Por Sylvia Pupo*
“Levanta, sacode a poeira e dá a volta por cima”, diz a última estrofe do samba, sugerindo que devemos ser inabaláveis frente aos tombos que a vida nos dá.
Com admiração, geralmente, são vistas as pessoas que não se abatem ante uma perda, golpe ou obstáculo. São estimuladas a mostrar força e quase ausência de sentimentos.
“Bola pra frente!”. Como sinal de força e maturidade são instigadas a esquecer rapidamente o acontecido e prosseguir.
Há tantos tipos e intensidades de perdas e de lutos a fazer. Há lutos por mortes ou separações, pelas próprias expectativas não atingidas, por um filho que cresceu e nos obrigou a nos re-situar como pais; por formar-se e ter que procurar um emprego, pela perda da infância, pelo envelhecimento…Cada fase da vida é acompanhada de mudanças; mudanças que nos desalojam e podem ser sentidas como perdas, demandando um trabalho interno de luto. O que é sentido como perda para um, pode não afetar um outro da mesma maneira.
Desde pequenas separações, até perdas mais definitivas, os lutos a fazer são diários e seus efeitos e possibilidades de elaboração vão depender, dentre outros fatores, da história afetiva dos sujeitos e da qualidade de seus vínculos primeiros. Muitas, entretanto, são necessárias e estruturantes.
Algumas pessoas acabam criando “soluções maníacas” para lidar com uma situação de perda. Desenvolvem uma excitação que substitui a esperada tristeza. A tal da “volta por cima” pode incluir viagens, festas, gastos, drogas, esportes, comportamentos em excesso que visam ajudar a não pensar ou sentir.

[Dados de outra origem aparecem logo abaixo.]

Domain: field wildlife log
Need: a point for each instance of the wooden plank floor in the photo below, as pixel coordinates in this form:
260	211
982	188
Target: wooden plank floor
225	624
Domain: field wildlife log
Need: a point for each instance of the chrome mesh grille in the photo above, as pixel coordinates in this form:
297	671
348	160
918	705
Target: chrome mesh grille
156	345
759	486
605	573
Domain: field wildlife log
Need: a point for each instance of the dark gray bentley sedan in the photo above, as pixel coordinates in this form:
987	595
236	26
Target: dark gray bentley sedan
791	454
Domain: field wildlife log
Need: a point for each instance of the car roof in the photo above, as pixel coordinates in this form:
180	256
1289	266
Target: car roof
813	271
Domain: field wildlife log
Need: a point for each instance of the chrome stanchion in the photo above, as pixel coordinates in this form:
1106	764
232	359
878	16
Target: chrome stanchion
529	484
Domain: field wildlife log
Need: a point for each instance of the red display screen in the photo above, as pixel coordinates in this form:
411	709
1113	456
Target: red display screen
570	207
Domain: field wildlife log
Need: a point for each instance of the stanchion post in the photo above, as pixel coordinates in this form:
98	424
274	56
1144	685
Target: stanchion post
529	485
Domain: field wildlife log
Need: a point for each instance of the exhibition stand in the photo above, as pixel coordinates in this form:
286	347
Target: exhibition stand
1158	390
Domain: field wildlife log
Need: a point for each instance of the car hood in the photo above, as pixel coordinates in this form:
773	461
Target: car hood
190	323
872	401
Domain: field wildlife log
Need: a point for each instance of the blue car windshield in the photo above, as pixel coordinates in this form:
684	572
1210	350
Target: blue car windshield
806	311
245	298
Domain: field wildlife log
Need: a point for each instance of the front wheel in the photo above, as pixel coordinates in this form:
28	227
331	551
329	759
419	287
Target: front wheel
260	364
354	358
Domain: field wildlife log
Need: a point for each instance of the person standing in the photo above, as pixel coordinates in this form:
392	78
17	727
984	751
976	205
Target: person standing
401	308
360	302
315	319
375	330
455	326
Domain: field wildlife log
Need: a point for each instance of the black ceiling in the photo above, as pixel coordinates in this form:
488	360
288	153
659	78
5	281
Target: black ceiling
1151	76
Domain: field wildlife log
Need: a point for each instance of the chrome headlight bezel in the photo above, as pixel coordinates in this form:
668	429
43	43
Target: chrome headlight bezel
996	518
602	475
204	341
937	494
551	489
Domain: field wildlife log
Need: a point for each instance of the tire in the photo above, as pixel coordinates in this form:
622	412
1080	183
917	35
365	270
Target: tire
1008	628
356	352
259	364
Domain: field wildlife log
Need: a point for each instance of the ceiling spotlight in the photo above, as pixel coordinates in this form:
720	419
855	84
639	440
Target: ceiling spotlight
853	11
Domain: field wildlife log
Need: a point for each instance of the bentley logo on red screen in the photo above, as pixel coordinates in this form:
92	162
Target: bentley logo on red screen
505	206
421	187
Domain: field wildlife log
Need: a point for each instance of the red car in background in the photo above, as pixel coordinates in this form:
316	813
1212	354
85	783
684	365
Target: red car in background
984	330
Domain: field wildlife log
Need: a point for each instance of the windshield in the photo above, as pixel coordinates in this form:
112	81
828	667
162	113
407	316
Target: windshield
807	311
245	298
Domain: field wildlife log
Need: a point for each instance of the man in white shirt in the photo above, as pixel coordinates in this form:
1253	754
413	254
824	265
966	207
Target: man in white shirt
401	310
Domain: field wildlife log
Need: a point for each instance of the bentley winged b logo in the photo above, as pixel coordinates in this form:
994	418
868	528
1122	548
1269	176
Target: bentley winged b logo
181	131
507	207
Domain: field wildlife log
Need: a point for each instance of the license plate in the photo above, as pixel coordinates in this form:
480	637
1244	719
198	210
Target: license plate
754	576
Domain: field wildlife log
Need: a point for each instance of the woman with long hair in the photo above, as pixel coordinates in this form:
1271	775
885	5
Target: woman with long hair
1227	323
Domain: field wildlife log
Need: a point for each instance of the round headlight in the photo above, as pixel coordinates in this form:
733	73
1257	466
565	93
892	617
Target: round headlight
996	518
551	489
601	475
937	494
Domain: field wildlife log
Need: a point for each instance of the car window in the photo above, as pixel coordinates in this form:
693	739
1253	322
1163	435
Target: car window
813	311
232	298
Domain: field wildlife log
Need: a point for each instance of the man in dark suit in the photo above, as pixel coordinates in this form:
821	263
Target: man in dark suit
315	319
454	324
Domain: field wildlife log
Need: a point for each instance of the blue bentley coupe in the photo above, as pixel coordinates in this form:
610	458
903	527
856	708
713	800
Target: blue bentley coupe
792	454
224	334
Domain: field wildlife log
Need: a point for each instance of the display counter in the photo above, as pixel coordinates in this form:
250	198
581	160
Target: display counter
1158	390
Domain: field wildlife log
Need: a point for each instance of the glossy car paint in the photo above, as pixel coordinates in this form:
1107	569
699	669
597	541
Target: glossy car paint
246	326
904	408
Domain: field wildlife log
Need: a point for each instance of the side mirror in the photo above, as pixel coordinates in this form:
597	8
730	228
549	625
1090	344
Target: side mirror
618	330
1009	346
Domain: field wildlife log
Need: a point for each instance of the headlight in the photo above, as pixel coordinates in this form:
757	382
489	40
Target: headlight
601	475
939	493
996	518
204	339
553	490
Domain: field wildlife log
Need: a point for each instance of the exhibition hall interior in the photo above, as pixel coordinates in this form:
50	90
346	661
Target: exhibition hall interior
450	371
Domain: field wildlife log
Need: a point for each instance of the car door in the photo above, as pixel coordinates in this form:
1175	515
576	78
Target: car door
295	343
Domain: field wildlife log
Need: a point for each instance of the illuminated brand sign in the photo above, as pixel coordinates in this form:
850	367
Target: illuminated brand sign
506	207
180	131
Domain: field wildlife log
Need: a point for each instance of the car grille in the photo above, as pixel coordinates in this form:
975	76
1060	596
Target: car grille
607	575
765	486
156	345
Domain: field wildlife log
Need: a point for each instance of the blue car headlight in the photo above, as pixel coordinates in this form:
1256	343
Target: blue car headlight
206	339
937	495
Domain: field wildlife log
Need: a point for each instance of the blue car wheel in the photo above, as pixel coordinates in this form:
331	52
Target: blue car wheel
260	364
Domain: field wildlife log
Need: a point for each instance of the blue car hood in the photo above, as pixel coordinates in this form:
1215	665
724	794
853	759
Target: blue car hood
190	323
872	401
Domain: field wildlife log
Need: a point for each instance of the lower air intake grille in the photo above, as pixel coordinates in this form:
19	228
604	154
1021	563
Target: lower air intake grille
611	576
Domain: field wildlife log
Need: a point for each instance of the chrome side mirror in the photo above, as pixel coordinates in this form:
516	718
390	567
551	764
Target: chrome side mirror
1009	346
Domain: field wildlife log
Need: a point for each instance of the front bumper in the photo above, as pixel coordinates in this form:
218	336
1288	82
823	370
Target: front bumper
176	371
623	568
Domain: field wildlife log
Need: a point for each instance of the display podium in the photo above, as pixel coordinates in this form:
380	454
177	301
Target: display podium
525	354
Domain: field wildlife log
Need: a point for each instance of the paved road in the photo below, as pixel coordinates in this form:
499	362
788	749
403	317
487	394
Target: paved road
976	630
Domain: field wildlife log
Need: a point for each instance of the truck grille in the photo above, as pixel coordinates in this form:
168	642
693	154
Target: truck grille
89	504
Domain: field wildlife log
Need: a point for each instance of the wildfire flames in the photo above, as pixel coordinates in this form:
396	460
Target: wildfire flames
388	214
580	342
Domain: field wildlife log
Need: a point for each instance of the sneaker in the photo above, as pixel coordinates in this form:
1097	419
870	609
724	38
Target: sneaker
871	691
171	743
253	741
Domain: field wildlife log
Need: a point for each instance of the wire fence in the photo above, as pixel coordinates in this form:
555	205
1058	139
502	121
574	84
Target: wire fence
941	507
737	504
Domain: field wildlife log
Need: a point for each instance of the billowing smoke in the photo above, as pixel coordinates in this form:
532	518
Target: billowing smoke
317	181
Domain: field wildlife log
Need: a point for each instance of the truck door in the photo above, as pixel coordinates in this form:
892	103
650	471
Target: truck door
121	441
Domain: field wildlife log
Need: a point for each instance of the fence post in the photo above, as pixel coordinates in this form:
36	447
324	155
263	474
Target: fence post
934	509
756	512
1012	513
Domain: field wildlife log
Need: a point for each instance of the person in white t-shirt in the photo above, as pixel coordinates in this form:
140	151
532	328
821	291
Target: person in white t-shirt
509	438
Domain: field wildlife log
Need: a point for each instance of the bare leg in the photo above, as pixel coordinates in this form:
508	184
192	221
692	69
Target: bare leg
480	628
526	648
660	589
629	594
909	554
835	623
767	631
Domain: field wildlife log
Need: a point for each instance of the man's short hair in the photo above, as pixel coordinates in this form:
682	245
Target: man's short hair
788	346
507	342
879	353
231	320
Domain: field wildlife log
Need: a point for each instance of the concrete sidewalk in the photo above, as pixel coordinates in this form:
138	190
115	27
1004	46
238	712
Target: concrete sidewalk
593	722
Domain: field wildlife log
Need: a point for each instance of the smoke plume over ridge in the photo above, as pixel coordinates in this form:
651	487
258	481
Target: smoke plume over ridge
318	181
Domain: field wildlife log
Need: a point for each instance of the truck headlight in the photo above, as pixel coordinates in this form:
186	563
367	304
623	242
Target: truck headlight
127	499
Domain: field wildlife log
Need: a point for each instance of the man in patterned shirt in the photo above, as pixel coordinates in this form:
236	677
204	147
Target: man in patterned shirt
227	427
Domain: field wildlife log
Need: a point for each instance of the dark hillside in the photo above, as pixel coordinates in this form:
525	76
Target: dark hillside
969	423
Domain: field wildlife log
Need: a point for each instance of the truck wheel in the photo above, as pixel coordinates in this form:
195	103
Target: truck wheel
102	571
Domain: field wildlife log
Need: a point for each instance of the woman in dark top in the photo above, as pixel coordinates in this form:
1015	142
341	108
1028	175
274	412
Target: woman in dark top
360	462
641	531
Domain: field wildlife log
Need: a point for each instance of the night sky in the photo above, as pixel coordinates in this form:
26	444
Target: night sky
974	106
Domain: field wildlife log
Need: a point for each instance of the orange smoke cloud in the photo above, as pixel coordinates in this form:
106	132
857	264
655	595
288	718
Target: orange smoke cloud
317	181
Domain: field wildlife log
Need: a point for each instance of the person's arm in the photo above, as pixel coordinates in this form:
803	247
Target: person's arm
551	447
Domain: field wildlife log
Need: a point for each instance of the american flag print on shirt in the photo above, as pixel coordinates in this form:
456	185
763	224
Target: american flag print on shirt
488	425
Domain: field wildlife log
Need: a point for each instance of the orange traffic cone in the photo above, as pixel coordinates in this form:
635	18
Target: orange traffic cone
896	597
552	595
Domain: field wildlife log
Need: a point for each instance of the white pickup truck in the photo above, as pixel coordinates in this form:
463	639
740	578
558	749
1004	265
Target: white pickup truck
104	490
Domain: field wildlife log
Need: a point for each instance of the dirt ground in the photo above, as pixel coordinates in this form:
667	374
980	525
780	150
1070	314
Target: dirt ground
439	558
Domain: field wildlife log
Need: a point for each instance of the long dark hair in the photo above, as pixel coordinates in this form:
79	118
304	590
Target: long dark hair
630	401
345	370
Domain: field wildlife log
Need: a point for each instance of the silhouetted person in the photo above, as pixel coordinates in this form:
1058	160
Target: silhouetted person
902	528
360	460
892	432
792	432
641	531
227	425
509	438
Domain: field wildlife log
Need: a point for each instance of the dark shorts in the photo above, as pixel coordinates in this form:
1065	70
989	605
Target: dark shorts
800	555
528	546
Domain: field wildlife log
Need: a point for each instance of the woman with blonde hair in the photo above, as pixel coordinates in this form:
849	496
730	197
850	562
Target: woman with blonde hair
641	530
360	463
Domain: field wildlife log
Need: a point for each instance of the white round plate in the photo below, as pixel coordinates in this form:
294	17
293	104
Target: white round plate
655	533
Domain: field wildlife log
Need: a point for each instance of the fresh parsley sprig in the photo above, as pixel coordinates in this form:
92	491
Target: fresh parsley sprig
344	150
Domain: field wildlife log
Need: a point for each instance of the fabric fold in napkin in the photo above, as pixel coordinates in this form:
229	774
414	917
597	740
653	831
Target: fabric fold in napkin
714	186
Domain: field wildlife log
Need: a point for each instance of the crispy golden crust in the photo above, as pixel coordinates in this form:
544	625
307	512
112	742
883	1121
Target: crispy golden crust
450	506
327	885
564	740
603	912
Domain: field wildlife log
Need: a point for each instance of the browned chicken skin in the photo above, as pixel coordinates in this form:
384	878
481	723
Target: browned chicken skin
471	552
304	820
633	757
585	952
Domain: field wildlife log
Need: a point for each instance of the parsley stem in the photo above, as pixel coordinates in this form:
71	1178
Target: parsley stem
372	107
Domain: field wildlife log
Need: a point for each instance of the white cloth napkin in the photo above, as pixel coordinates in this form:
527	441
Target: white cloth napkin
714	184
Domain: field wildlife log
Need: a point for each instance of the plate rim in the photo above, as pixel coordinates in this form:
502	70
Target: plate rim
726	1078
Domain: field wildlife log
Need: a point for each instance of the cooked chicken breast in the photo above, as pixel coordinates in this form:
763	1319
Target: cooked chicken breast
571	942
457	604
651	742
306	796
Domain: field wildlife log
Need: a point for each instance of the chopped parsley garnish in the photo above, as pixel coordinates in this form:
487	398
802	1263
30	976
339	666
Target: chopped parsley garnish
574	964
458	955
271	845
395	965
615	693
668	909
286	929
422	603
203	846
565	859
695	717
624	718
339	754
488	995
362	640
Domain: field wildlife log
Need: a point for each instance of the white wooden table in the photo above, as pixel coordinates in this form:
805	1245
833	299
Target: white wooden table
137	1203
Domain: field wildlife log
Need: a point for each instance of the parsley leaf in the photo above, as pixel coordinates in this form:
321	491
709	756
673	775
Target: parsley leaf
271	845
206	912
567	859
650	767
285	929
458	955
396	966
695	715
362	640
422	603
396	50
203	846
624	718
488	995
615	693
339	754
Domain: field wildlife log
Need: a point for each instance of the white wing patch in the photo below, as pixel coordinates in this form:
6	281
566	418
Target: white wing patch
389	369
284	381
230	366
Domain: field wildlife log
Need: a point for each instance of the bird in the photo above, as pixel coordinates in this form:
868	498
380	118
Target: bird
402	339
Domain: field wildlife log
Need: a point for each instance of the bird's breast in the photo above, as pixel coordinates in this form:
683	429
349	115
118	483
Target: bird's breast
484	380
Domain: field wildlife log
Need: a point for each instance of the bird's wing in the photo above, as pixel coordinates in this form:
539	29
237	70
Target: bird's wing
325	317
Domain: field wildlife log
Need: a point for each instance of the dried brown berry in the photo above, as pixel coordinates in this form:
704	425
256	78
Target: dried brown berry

Ao contrário, é necessário “dar a volta por baixo”, poder falar a respeito, sentir, entristecer-se e mergulhar para voltar à tona. Esta é uma etapa fundamental no trabalho de luto, termo sugerido por Freud, em relação ao processo para a elaboração de toda perda. O reconhecimento de uma perda é um passo fundamental para a sua aceitação.
O processo de luto é uma etapa natural e necessária, que quando terminado vai promover um maior nível de integração e amadurecimento da personalidade. Aqueles que puderem contar com acompanhamento psicoterápico podem se beneficiar muito disto, principalmente nestes momentos.
É importante distinguirmos um luto “normal”, esperado, de um luto patológico, de duração prolongada, onde há transformação da tristeza em depressão. A tristeza é um estado natural, dentre outros, que se seguem a uma perda.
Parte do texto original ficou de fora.